Toen zij Baba had gevraagd om naar haar huis te
komen en bij haar te blijven eten, had hij
geantwoord: 'Dat is goed, maar geen hele
maaltijd; een kleinigheid is voldoende.'
Terwijl zij hem nu twee zelfgemaakte
vada's (een gekruid gerecht van gebakken
linzen) voorzette, sprak zij: 'Meestal maakt u
er een hele show van om een paar kleine hapjes
te eten. Maar nu moet u alles opeten.'
'Ik ga deze vada's allebei helemaal
opeten, zei hij opgewekt en hij deed wat hij
gezegd had. Natuurlijk wist hij dat zij
vergiftigd waren en later, onderweg naar het
huis van Subbamma, vertelde hij zijn metgezellen
wat er aan de hand was. Zij toonden zich
geschokt, maar Baba kon slechts lachen om de
dwaasheid van het hele geval. Even later gaf hij
over en daarbij kwamen de twee vada's, die hij
volledig opgekauwd had, in hun geheel naar
buiten! De vrouw in kwestie was hem gevolgd om
te zien wat er met hem zou gebeuren. Nadat zij
had gezien hoe hij de vada's in hun geheel had
overgegeven, kreeg zij spijt van haar daad, viel
neer aan zijn voeten en sprak bevend: 'Swami,
vergeef deze moordenares alstublieft.'
Baba legde zijn hand op haar hoofd en zei:
'Bangaru! Manchidi, manchidi.' (Mijn
liefje! Het is in orde, het is in orde.)
Tegenwoordig is zij een trouwe devotee. Enkele
malen is Baba in later jaren nog bij haar te
gast geweest en wanneer zij hem dan iets te eten
wilde geven, zei hij altijd met een blik van
verstandhouding: 'Graag alleen gewoon voedsel;
geen speciale vada's deze keer.'
In
de tijd dat hij in de met riet gedekte hut
woonde, dus voor de Oude Mandir gereed was,
trachtten enkele mannen op een nacht tevergeefs
deze hut in brand te steken. Op een gegeven
moment kwam Baba lachend naar buiten en riep
tegen hen: 'Jullie hebben vruchteloos
geprobeerd de hut in brand te steken, daarbij
lucifer na lucifer afstrijkend. Maar alleen het
doosje is leeggeraakt; geen enkele lucifer is
ontbrand. Dit zijn échte Sai-lucifers!
Probeer deze eens.'
Tegelijkertijd strekte hij zijn lege hand naar
een van hen uit. In zijn hand verscheen een
doosje lucifers dat hij vervolgens naar hem
toegooide. De mannen renden weg, maar kort
daarop deden zij een nieuwe poging. Zij
barricadeerden de deur van buitenaf, goten
benzine over de hut en staken de zaak in brand.

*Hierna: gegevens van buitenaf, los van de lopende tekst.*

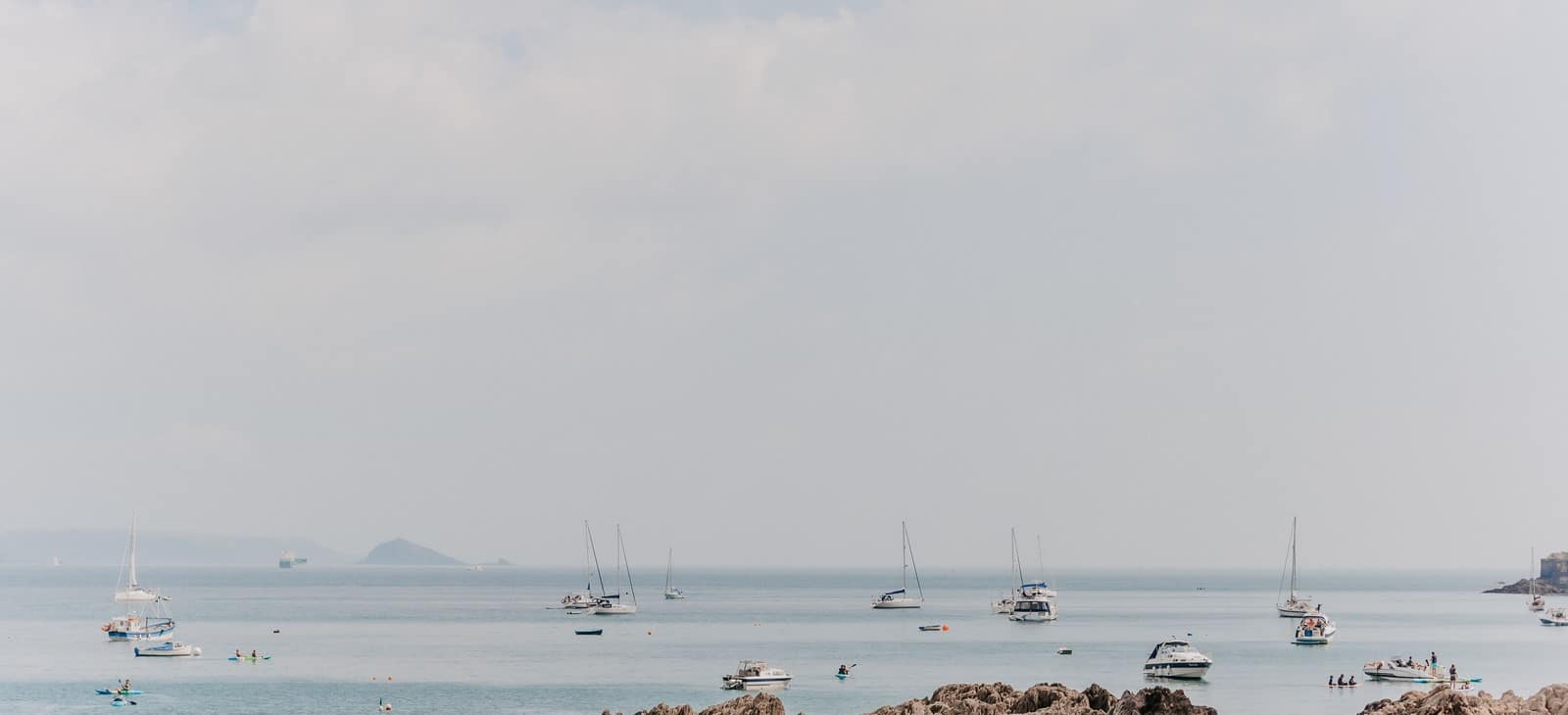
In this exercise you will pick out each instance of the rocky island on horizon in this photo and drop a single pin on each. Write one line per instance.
(1060, 699)
(405, 552)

Het vuur werd snel geblust door een korte maar
hevige stortbui vlak boven de hut.
Toen zijn kamers in de Oude Mandir gereed waren,
werden deze met enig ceremonieel aan Baba
aangeboden door de metselaars en timmerlieden.

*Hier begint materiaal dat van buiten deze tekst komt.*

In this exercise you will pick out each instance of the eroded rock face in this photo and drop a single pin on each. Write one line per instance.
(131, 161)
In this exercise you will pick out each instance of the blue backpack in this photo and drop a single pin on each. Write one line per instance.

Er waren een aantal gasten uitgenodigd voor de
gelegenheid en deze brachten allemaal een schaal
vol lekkernijen mee. Op een gegeven moment gaf
Baba opdracht om het lekkers uit te delen, maar
één schaal pakte hij zelf. De
devotees dachten dat hij de laddu's
(snoepgoed in de vorm van een balletje) op deze
schaal zelf zou gaan uitdelen en kwamen begerig
dichterbij, maar tot hun teleurstelling bracht
hij de schaal naar zijn kamer. Wat zij namelijk
niet wisten, was dat dit snoepgoed vergiftigd
was! Even later vroeg Baba een van de
medewerkers om de schaal mee naar buiten te
nemen en het snoepgoed daar te begraven.
Het is beslist niet zo, dat Sai Baba deze mensen
die hem kwaad probeerden te doen, haat. 'Ik
kan niet haten, zelfs al zou ik dat willen. Haat
en boosheid maken geen deel van mij uit. (...)
Ik kan weleens sissen om te waarschuwen en te
berispen, maar ik haat nooit. Ik ben
gelukzaligheid en alleen maar gelukzaligheid.